Extend the section exercise by adding one perturbation specific to Model predictive control (MPC) as receding-horizon optimization and one latency or uncertainty check. Save the result in the EvidenceRecord schema, then explain which library output you trust and why.
A learned policy can hide an MPC timing failure until the disturbance changes. Check horizon length, model mismatch, constraint scaling, solver status, missed deadlines, warm start, and fallback behavior before scaling training. For this section, first reproduce one tiny receding-horizon case by hand, then rerun it through CasADi, do-mpc, or Drake. If the two disagree, inspect dynamics discretization, constraint units, terminal cost, and the command actually executed after replanning.
Technical Core
Model predictive control (MPC) as receding-horizon optimization needs a topic-native core: variables, equations or system contracts, an algorithmic procedure, an expected output, and a failure diagnosis. Figure 7.5.T summarizes the chain this section must preserve when moving from a teaching example to a real embodied system.
MPC solves $\min_{u_{0:H-1}}\sum_{k=0}^{H-1}\ell(x_k,u_k)+\ell_f(x_H)$ subject to $x_{k+1}=f(x_k,u_k)$, $x_k\in\mathcal X$, and $u_k\in\mathcal U$. After solving, the robot executes only $u_0$, observes the new state, shifts the horizon, and solves again.
- Define the reference, measured state, error signal, actuator command, update rate, and saturation policy.
- Run a step or disturbance response before adding learning.
- Log overshoot, settling time, steady-state error, latency, saturation, and recovery behavior.
- Compare PID, LQR, or MPC only under the same plant, sensors, limits, disturbance panel, and metric code.
| Contract Field | What To Specify | Why It Matters |
|---|---|---|
| State and observation | Variables, units, timestamps, frames, and uncertainty. | Prevents a model score from being mistaken for robot capability. |
| Action interface | Command type, limits, update rate, and safety fallback. | Makes the learned or planned output executable. |
| Evidence artifact | Trace, metric, configuration, seed, and failure label. | Allows baseline and library path to be compared in one pass. |
| Tool path | python-control, CasADi, do-mpc, Drake, ROS 2 control, MuJoCo | Shows the practical library route after the mechanism is understood. |
For Model predictive control (MPC) as receding-horizon optimization, expected output is a trace where the relevant error decreases, overshoot stays within the design bound, and actuator commands remain within limits under the stated timing budget.
Model predictive control (MPC) as receding-horizon optimization should be stress-tested under delay, integral windup, actuator saturation, unmodeled friction, and reference-frame mismatch before the nominal trace is trusted.
Section References
Core references for Model predictive control (MPC) as receding-horizon optimization: Modern Robotics; Murray, Li, and Sastry; Siciliano et al.; LaValle; and official documentation for Drake, MuJoCo, Pinocchio, CasADi, python-control, GTSAM, ROS 2, and OpenCV as applicable.
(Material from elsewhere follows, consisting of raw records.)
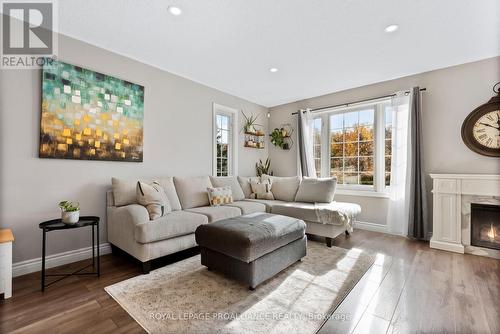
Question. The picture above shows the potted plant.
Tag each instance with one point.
(249, 125)
(263, 168)
(70, 212)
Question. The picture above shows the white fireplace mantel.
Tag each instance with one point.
(452, 196)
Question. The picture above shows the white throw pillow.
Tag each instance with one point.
(261, 190)
(154, 198)
(312, 190)
(220, 196)
(245, 184)
(284, 188)
(231, 181)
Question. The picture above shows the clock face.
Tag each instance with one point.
(486, 130)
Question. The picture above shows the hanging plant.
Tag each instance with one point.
(281, 137)
(263, 168)
(249, 125)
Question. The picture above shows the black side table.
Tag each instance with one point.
(57, 224)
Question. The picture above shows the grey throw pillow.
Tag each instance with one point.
(312, 190)
(154, 198)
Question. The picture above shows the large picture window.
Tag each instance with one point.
(355, 146)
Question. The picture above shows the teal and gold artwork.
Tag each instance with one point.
(90, 116)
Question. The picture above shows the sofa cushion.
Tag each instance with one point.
(247, 207)
(231, 181)
(167, 183)
(192, 191)
(268, 203)
(154, 198)
(312, 190)
(304, 211)
(245, 184)
(283, 188)
(124, 191)
(174, 224)
(249, 237)
(215, 213)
Use these references to check notation, frame conventions, units, solver assumptions, and maintained-library behavior.
Model predictive control (MPC) as receding-horizon optimization is useful when it makes the perception-action loop more reliable, not when it merely adds a more impressive model name.
Design a method-matched experiment for Model predictive control (MPC) as receding-horizon optimization. Specify the environment, observations, actions, metric, one perturbation, and the library output you would compare against the hand-built baseline.